Aujourd’hui, pas de nouvelles de toi. Je ne men étonne pas puisque je te sais en déplacement. Je me demande comment mes lettres te parviennent puisque l’adresse n’est pas changée et que tu te trouves loin de ton secteur ?

Aujourd’hui Dimanche, je suis restée à chiffonner toute la journée. Je me suis pas trop ennuyée, car le ménage va un peu mieux. Je reprends courage en espérant qu’en continuant ça ira tout à fait bien. Hier soir, nous avons dîné pour la première fois depuis 15 jours au gaz. Comme la température est remontée de beaucoup, les conduits se sont dégelés. Pour moi, c’est un grand soulagement car j’ai bien moins de mal pour faire la cuisine et je suis bien plus propre. D’être constamment au charbon, j’avais des mains affreuses. D’ailleurs, comme je n’ai pas de veine, pour changer, je trouvais tout le temps moyen de me bruler. J’ai toujours ma petite poupée qui m’empêche beaucoup d’écrire. S’il n’y avait que ça, je ne me plaindrais pas.

 

Je me demande ce que tu peux faire en ce moment. Tu es peut-être descendu à Châlons passer l’après-midi et tu ne manqueras certainement pas de me mettre un gentil mot, aussi j’espère avoir une petite missive pour demain matin.

Je me fais du mauvais sang en ce moment, devine pourquoi ? J’ai peur que tu n’aies pas ta permission pour le mois de Mai comme tu as droit. Avec tous ces changements, je crains que la date soit reculée.

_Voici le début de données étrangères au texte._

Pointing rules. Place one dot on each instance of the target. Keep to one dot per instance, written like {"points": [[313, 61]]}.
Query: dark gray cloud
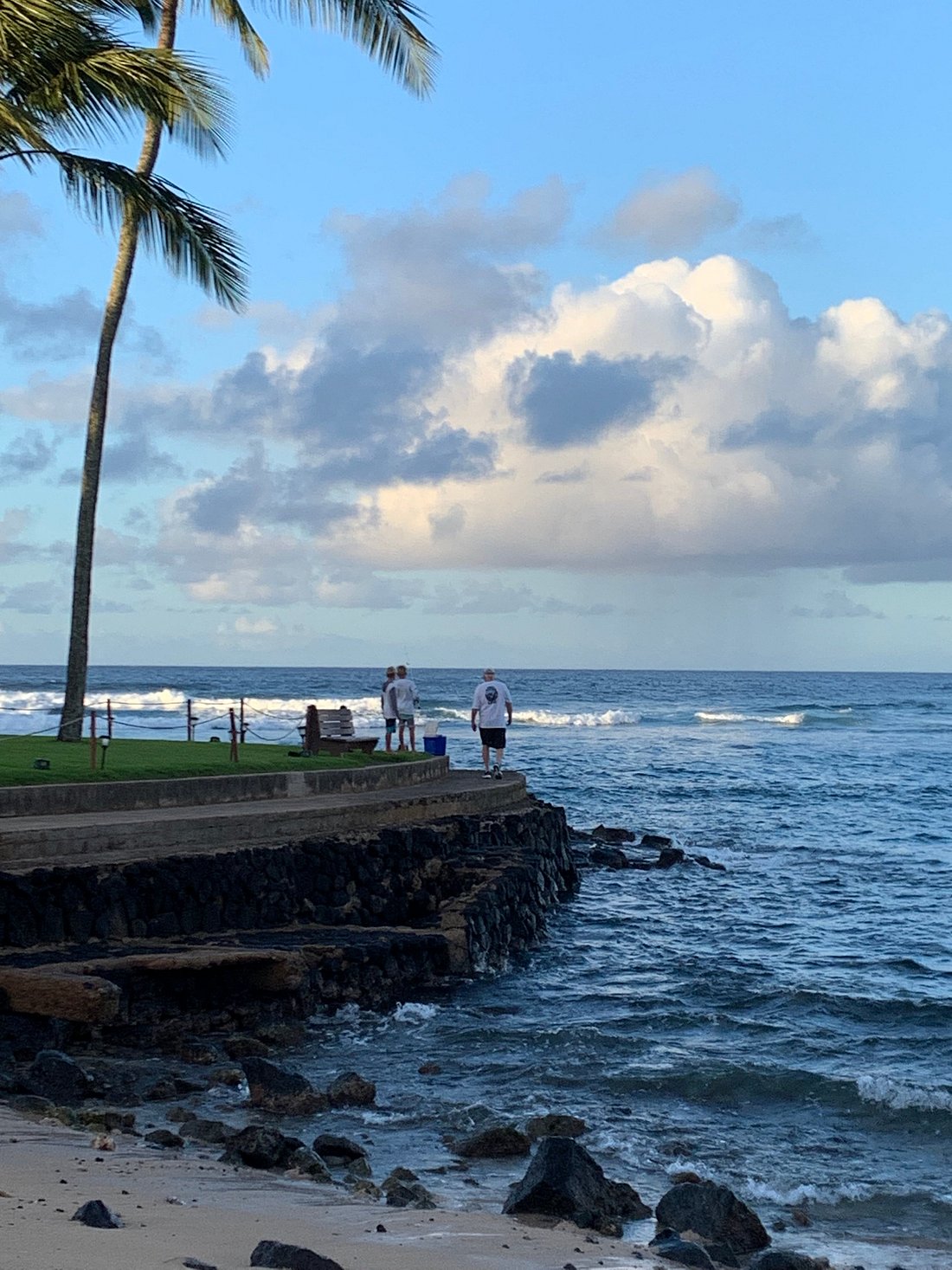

Est-ce que ça compte à partir de ta dernière permission ou de ton arrivée à l’escadrille ? Je voudrais bien être renseignée à ce sujet.

J’espère que tu es pas trop mal installé dans ta nouvelle demeure et que tu es toujours en bonne santé.

Dans cet espoir et dans l’attente de tes bonnes nouvelles, je termine ce mot en t’embrassant mon petit Lou Aimé bien tendrement.